You will need to apply for an Australian Business Number, Tax File Number and an AusKey. If you have a basic knowledge of financial matters you should be able to apply for these without any assistance, however if financial matters are not your thing then seek the guidance of an accountant.
At a minimum you will also need to register for:
These registrations can be a little more tricky and the assistance of an accountant may be required.

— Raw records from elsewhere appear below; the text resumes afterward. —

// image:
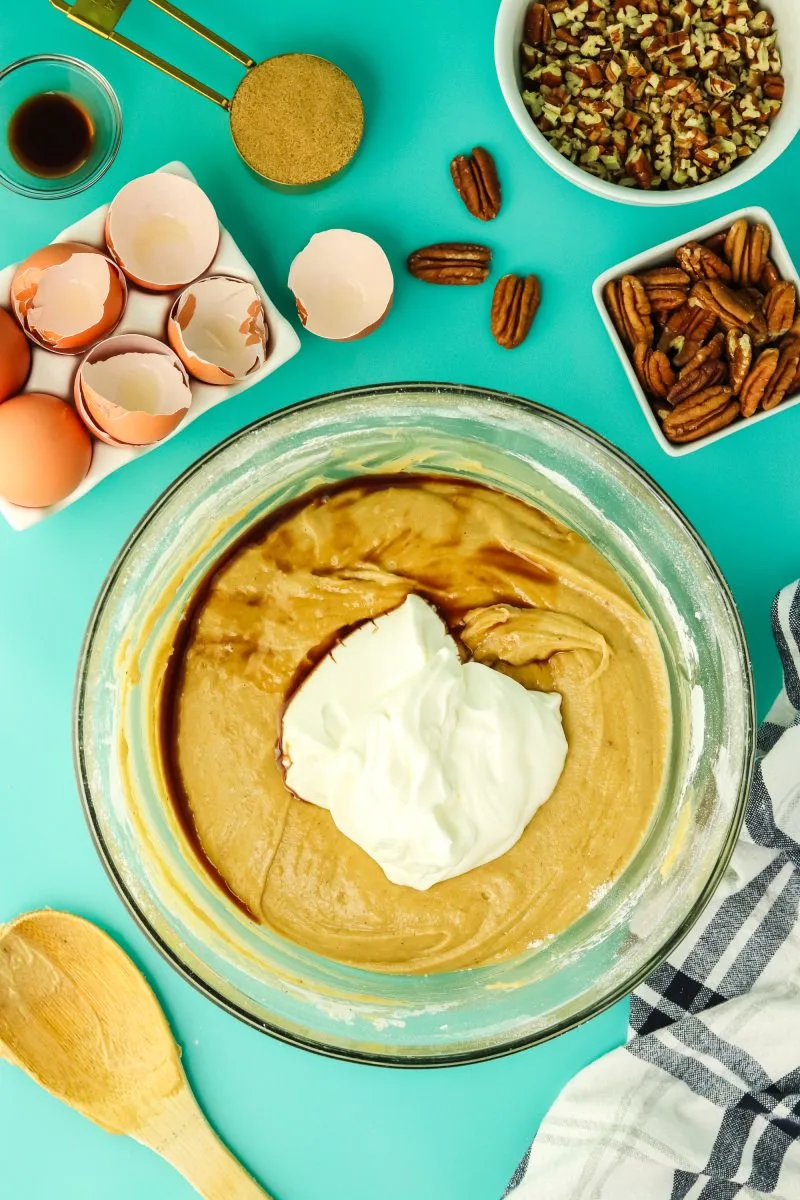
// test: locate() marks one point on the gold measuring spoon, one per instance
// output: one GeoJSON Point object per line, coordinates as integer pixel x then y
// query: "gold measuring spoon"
{"type": "Point", "coordinates": [295, 119]}
{"type": "Point", "coordinates": [80, 1019]}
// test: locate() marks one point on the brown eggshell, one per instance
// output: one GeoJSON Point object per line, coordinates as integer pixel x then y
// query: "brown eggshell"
{"type": "Point", "coordinates": [128, 425]}
{"type": "Point", "coordinates": [163, 232]}
{"type": "Point", "coordinates": [14, 357]}
{"type": "Point", "coordinates": [44, 450]}
{"type": "Point", "coordinates": [44, 294]}
{"type": "Point", "coordinates": [217, 328]}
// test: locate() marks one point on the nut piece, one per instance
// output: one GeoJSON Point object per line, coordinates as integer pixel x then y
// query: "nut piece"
{"type": "Point", "coordinates": [539, 25]}
{"type": "Point", "coordinates": [780, 306]}
{"type": "Point", "coordinates": [758, 379]}
{"type": "Point", "coordinates": [702, 263]}
{"type": "Point", "coordinates": [636, 310]}
{"type": "Point", "coordinates": [783, 377]}
{"type": "Point", "coordinates": [451, 262]}
{"type": "Point", "coordinates": [476, 183]}
{"type": "Point", "coordinates": [705, 354]}
{"type": "Point", "coordinates": [513, 307]}
{"type": "Point", "coordinates": [654, 370]}
{"type": "Point", "coordinates": [703, 413]}
{"type": "Point", "coordinates": [693, 382]}
{"type": "Point", "coordinates": [735, 307]}
{"type": "Point", "coordinates": [746, 249]}
{"type": "Point", "coordinates": [739, 349]}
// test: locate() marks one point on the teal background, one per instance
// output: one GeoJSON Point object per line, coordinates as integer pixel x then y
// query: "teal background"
{"type": "Point", "coordinates": [308, 1127]}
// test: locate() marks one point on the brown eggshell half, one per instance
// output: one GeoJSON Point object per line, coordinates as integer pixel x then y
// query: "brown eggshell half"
{"type": "Point", "coordinates": [343, 285]}
{"type": "Point", "coordinates": [44, 450]}
{"type": "Point", "coordinates": [163, 232]}
{"type": "Point", "coordinates": [217, 328]}
{"type": "Point", "coordinates": [67, 297]}
{"type": "Point", "coordinates": [131, 425]}
{"type": "Point", "coordinates": [14, 357]}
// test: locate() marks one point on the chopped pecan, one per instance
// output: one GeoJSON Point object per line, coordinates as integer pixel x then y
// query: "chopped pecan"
{"type": "Point", "coordinates": [746, 249]}
{"type": "Point", "coordinates": [758, 379]}
{"type": "Point", "coordinates": [728, 305]}
{"type": "Point", "coordinates": [702, 263]}
{"type": "Point", "coordinates": [701, 414]}
{"type": "Point", "coordinates": [451, 262]}
{"type": "Point", "coordinates": [780, 307]}
{"type": "Point", "coordinates": [654, 370]}
{"type": "Point", "coordinates": [513, 307]}
{"type": "Point", "coordinates": [739, 351]}
{"type": "Point", "coordinates": [539, 25]}
{"type": "Point", "coordinates": [690, 383]}
{"type": "Point", "coordinates": [783, 377]}
{"type": "Point", "coordinates": [476, 181]}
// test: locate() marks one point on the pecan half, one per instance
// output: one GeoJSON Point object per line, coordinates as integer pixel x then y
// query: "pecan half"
{"type": "Point", "coordinates": [475, 178]}
{"type": "Point", "coordinates": [707, 353]}
{"type": "Point", "coordinates": [758, 379]}
{"type": "Point", "coordinates": [728, 305]}
{"type": "Point", "coordinates": [703, 413]}
{"type": "Point", "coordinates": [451, 262]}
{"type": "Point", "coordinates": [636, 310]}
{"type": "Point", "coordinates": [654, 370]}
{"type": "Point", "coordinates": [746, 249]}
{"type": "Point", "coordinates": [739, 351]}
{"type": "Point", "coordinates": [783, 377]}
{"type": "Point", "coordinates": [513, 307]}
{"type": "Point", "coordinates": [780, 307]}
{"type": "Point", "coordinates": [702, 263]}
{"type": "Point", "coordinates": [692, 382]}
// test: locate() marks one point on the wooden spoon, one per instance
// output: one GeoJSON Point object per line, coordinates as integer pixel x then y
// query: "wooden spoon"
{"type": "Point", "coordinates": [80, 1019]}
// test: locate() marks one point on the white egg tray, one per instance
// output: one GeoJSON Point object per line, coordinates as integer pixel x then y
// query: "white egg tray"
{"type": "Point", "coordinates": [145, 313]}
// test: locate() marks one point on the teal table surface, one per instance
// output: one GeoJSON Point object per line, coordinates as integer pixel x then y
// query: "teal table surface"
{"type": "Point", "coordinates": [308, 1127]}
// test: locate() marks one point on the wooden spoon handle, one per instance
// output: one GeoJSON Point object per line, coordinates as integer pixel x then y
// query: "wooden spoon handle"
{"type": "Point", "coordinates": [184, 1138]}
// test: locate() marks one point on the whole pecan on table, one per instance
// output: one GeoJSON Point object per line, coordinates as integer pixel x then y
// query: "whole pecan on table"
{"type": "Point", "coordinates": [714, 334]}
{"type": "Point", "coordinates": [476, 181]}
{"type": "Point", "coordinates": [457, 263]}
{"type": "Point", "coordinates": [513, 306]}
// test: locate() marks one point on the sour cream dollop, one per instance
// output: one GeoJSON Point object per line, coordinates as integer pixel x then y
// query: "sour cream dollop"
{"type": "Point", "coordinates": [431, 765]}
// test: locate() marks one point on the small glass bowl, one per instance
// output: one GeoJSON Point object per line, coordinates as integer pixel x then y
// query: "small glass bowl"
{"type": "Point", "coordinates": [58, 73]}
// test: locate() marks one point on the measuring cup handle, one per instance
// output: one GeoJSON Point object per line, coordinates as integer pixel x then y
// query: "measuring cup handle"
{"type": "Point", "coordinates": [101, 18]}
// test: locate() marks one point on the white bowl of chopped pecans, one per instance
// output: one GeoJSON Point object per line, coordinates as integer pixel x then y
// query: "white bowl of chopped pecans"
{"type": "Point", "coordinates": [708, 329]}
{"type": "Point", "coordinates": [653, 102]}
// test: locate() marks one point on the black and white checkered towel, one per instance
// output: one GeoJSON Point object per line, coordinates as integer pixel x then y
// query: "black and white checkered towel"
{"type": "Point", "coordinates": [703, 1103]}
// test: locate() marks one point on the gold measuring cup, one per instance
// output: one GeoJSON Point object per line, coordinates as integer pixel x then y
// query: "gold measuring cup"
{"type": "Point", "coordinates": [295, 119]}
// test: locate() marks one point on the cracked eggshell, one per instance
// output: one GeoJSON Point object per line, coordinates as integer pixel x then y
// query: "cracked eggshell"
{"type": "Point", "coordinates": [44, 450]}
{"type": "Point", "coordinates": [163, 232]}
{"type": "Point", "coordinates": [133, 389]}
{"type": "Point", "coordinates": [14, 357]}
{"type": "Point", "coordinates": [67, 297]}
{"type": "Point", "coordinates": [342, 283]}
{"type": "Point", "coordinates": [217, 329]}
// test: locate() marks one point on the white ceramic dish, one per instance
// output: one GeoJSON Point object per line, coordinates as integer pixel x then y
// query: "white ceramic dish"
{"type": "Point", "coordinates": [657, 257]}
{"type": "Point", "coordinates": [145, 313]}
{"type": "Point", "coordinates": [507, 36]}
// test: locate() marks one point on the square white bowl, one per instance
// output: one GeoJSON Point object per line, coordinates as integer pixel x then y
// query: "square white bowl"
{"type": "Point", "coordinates": [661, 256]}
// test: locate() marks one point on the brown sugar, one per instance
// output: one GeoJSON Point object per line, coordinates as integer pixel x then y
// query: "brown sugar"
{"type": "Point", "coordinates": [296, 119]}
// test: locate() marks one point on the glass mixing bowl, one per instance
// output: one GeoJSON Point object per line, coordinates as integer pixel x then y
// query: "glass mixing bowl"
{"type": "Point", "coordinates": [463, 1015]}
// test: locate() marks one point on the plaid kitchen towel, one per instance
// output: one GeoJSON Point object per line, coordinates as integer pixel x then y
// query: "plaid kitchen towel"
{"type": "Point", "coordinates": [704, 1099]}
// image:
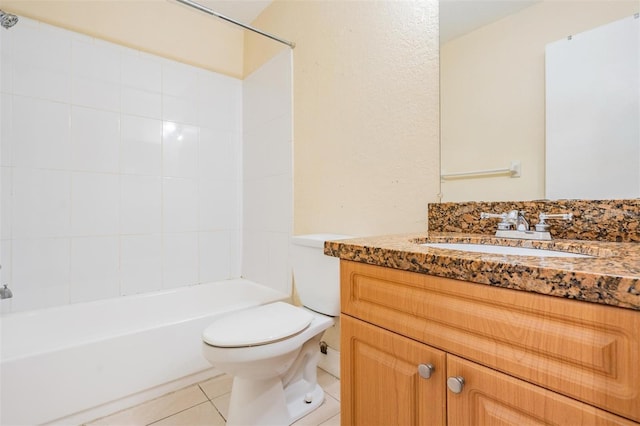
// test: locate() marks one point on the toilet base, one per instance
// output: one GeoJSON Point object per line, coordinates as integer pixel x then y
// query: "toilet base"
{"type": "Point", "coordinates": [266, 402]}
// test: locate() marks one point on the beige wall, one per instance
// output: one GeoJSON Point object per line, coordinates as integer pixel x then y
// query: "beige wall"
{"type": "Point", "coordinates": [365, 111]}
{"type": "Point", "coordinates": [161, 27]}
{"type": "Point", "coordinates": [492, 89]}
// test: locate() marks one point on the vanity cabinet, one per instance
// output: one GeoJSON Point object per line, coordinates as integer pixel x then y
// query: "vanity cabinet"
{"type": "Point", "coordinates": [517, 357]}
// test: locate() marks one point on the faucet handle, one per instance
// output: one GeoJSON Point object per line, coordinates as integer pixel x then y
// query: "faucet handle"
{"type": "Point", "coordinates": [544, 226]}
{"type": "Point", "coordinates": [504, 223]}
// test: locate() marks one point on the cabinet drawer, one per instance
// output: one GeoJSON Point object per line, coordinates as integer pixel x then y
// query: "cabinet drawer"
{"type": "Point", "coordinates": [583, 350]}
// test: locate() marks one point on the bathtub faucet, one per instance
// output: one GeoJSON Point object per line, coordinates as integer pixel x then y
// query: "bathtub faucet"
{"type": "Point", "coordinates": [5, 293]}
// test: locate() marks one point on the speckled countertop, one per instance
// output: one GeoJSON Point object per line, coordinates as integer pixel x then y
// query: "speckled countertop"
{"type": "Point", "coordinates": [611, 277]}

You will need to need to be aware that payroll tax will be payable when your total wage bill exceeds a threshold amount. Payroll tax is a state tax so it will be payable to the relevant state revenue authority (for example in NSW a tax of 5.45% will be payable to Revenue NSW once your annual wages exceed $750,000). See hyperlinks to various state authorities: NSW; VIC; QLD; WA; SA; NT; ACT; TAS
You will also need to understand what Fringe Benefits Tax is and when it applies. This will impact the way you provide non-monetary benefits to your employees. For example, team lunches, team holiday rewards, etc.
You will require:
- employment contracts;
- client terms & conditions.
If you intend to sponsor employees on visas, determining the eligibility to work in Australia can be tricky and we recommend you seek the guidance of an immigration consultant.
You will be required by law to have workers compensation insurance in every State and Territory where you have employees. Rates vary, however premiums generally are less than 1% of total annual salaries.
Examples of other types of insurance that are available are:
- Professional indemnity insurance – Covers the legal liability to compensate third parties who sustained financial loss due to a breach or alleged breach of professional duty on the part of the agency or your employees;
- Public & products liability – Covers the legal liability to pay compensation to third parties in the event of the agency causing or being alleged to have caused injury, death or loss of or damage to property arising out of its business operations;
- Management liability – Covers management for personal damages (not fines or penalties) and legal expenses incurred due to a breach or alleged breach of duty, misleading statement or wrongful act (as defined in the policy) whilst acting in the course of their employment.
5. Employee Remuneration
The payment frequency for consultants can be weekly, fortnightly or monthly, however the industry standard is monthly. Monthly pay is usually structured as four weeks in arrears, although some agencies may pay two weeks in advance and two weeks in arrears. A weekly pay run should be avoided as this puts additional cash flow pressure on the business. See financial viability below.
Commission structures will normally be detailed in the employment contract as an annexure.
Superannuation requirements in Australia require employers to make regular contributions into an employee’s superannuation account. This is the ‘Superannuation Guarantee‘, and it is equivalent to 9.5% of your wage. It is usually transferred to the employee’s chosen superfund or an industry fund. An industry fund will be used as a default fund should the employee not choose a fund.
6. Ongoing financial and regulatory matters
At a minimum you, an employee or someone you engage will need to assist you with:
- paying staff and accounts payable;
- invoicing clients and accounts receivable;
- expense reimbursement;
- preparation of Business Activity Statements,
- preparation of payroll tax calculation (if applicable);
- annual tax return;
- annual PAYG payment summaries for tax withheld from employees pay.
7. Financial viability
Cash flow is a concept you will get very use to. It must be considered always and revolves around the concept that the business must be able to pay its debts when they fall due. For example, there is nothing that makes an employee more nervous than when their employer must defer wages due to poor cash flow.
Cash flow problems can be caused by various factors, however the majority of the problems are caused by inflows of cash from sales not being received as quickly as cash outflows used to pay expenses (including wages). A business can be performing at the top of their game, however if you have clients that pay invoices slowly it can effectively drain the businesses of cash. Clients that do not pay you within your payment terms can severely affect your ability to pay debts. Consequently, bad payers can sometimes be more trouble than they are worth.
8. Membership of the industry body
It is crucial you keep up to date with issues affecting the industry. The best way to ensure you receive up-to-date relevant information is to become a member of the RCSA.